My dataset looks as follows:

Area	Year	Value	Crop
Afghanistan	1961	1000	Corn
Afghanistan	1961	1100	Potato
Afghanistan	1961	1200	Wheat
Afghanistan	1962	1304	Potato
Afghanistan	1962	1923	Corn
Bhutan	1961	1236	Corn
Bhutan	1961	1836	Potato
Bhutan	1961	1031	Wheat
Bhutan	1962	1111	Corn

I have a total of 60 years of data under consideration, with each country able to contain a max of one row per crop per year- to a total of 240 rows per year. I have used the .value_counts function to evaluate which countries are not whole and would like to create a subset containing only the countries that have a complete set of data (ie. where the .value_counts function returned a value of 240 for that country).

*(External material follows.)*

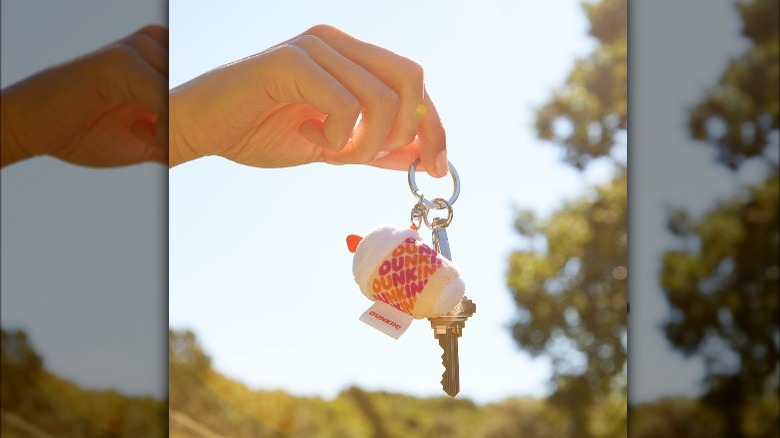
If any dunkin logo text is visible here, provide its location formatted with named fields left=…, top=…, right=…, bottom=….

I have tried doing this as follows: df_240 = df.loc[df["Area"].value_counts == 240] however I am having no luck.

The error I am recieving is:

KeyError: 'False: boolean label can not be used without a boolean index'

CodePudding user response：

This is what you are looking for:

df1 = df.groupby(["Area", "Year"]).filter(lambda x: len(x) == 240)

CodePudding user response：

Here is grouping by 'Area' and fetching 'Year' data is passed to transform where 'count' is used for counting. It turns out a logical mask, which is substituted for selecting rows. Indexes are dropped and drop=True is applied.

import pandas as pd

ind = df.groupby('Area')['Year'].transform('count') >= 240
df1 = df[ind].reset_index(drop=True)

print(df1)